MetaTT: A Global Tensor-Train Adapter for Parameter-Efficient Fine-Tuning
Javier Lopez-Piqueres, Pranav Deshpande, Archan Ray, Mattia J. Villani, Marco Pistoia, Niraj Kumar
TL;DR
MetaTT introduces a global transformer adapter built from Tensor Train (TT) decompositions to perform parameter-efficient fine-tuning across layers, matrix types, heads, and tasks. By factorizing all linear sub-modules into a single TT, MetaTT achieves substantial parameter compression, with counts scaling as the sum of TT modes rather than their product, and extends to multi-task learning by incorporating a dedicated task-mode core. The approach includes a DMRG-inspired rank-adaptive optimizer that progressively reduces TT ranks during training, improving optimization and generalization. Empirical results across single-task and multi-task benchmarks show MetaTT is competitive with or closer to LoRA performance while reducing trainable parameters by factors of 2–30×, and it benefits from rank-adaptive training, particularly for larger models. These findings suggest TT-based global adapters offer scalable, efficient fine-tuning for large language models in resource-constrained settings, with strong potential for extension to broader tensor-network architectures and training regimes.
Abstract
We present MetaTT, a Tensor Train (TT) adapter framework for fine-tuning of pre-trained transformers. MetaTT enables flexible and parameter-efficient model adaptation by using a single shared TT to factorize transformer sub-modules. This factorization indexes key structural dimensions, including layer and matrix type, and can optionally incorporate heads and tasks. This design allows MetaTT's parameter count to scale with the sum, rather than the product, of the modes, resulting in a substantially more compact adapter.
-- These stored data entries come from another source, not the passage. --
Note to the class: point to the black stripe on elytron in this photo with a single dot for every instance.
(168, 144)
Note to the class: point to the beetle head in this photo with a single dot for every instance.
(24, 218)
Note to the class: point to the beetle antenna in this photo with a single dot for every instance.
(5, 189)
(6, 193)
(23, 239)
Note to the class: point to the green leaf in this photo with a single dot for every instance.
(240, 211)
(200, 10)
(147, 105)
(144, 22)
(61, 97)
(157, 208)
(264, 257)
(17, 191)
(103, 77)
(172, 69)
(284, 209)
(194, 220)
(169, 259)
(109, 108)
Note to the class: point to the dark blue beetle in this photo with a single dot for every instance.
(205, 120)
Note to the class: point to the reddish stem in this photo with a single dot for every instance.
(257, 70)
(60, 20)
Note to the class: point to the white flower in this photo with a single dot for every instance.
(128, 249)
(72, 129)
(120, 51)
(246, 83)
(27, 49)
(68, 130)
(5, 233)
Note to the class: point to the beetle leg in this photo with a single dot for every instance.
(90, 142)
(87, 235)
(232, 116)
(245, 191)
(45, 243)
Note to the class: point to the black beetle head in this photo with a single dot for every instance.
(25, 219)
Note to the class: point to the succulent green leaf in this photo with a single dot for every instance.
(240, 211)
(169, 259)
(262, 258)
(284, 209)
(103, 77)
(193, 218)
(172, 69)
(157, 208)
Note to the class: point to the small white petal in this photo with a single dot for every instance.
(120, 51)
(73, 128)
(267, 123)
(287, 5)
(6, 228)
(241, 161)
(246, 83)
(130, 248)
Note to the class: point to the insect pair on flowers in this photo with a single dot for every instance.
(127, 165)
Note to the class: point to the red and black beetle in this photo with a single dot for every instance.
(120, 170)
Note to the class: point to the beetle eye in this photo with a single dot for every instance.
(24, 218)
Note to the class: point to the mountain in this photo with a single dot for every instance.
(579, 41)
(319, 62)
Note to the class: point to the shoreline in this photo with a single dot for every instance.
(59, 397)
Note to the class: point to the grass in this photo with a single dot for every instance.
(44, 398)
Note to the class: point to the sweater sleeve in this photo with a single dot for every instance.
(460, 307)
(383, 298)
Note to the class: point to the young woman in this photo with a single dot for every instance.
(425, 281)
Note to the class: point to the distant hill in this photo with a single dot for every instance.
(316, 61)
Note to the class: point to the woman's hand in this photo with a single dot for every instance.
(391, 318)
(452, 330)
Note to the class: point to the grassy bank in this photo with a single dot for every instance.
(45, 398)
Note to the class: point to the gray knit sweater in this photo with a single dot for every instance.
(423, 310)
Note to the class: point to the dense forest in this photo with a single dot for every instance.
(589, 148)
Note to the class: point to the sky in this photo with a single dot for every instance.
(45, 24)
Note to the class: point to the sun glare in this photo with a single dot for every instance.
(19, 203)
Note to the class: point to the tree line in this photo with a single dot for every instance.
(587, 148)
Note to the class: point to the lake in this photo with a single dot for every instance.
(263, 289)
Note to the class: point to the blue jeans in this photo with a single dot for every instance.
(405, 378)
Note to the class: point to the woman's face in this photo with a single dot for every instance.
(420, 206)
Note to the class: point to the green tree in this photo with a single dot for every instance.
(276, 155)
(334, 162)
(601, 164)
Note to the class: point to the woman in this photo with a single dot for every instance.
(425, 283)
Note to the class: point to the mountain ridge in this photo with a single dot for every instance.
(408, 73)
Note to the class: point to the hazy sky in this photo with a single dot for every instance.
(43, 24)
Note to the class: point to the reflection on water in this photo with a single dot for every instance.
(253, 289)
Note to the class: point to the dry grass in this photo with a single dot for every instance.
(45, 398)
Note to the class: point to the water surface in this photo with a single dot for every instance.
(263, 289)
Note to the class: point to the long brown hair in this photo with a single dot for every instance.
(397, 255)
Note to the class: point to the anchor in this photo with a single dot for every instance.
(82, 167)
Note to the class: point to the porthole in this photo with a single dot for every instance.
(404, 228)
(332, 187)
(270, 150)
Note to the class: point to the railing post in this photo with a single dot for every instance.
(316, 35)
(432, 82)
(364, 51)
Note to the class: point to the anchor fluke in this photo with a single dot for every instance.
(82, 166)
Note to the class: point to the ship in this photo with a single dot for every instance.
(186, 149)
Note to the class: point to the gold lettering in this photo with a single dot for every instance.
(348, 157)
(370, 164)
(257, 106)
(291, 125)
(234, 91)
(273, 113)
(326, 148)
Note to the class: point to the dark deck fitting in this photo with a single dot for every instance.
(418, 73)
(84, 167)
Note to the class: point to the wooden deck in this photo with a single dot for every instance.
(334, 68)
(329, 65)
Our benchmarks compare MetaTT with LoRA along with recent state-of-the-art matrix and tensor decomposition based fine-tuning methods. We observe that when tested on single-task standard language modeling benchmarks, MetaTT achieves competitive parameter efficiency to accuracy tradeoff. We further demonstrate that MetaTT performs competitively when compared to state-of-the-art methods on multi-task learning. Finally, we leverage the TT-ansatz to design a rank adaptive optimizer inspired by the DMRG method from many-body physics. Our results demonstrate that integrating this approach with AdamW enhances optimization performance for a specified target rank.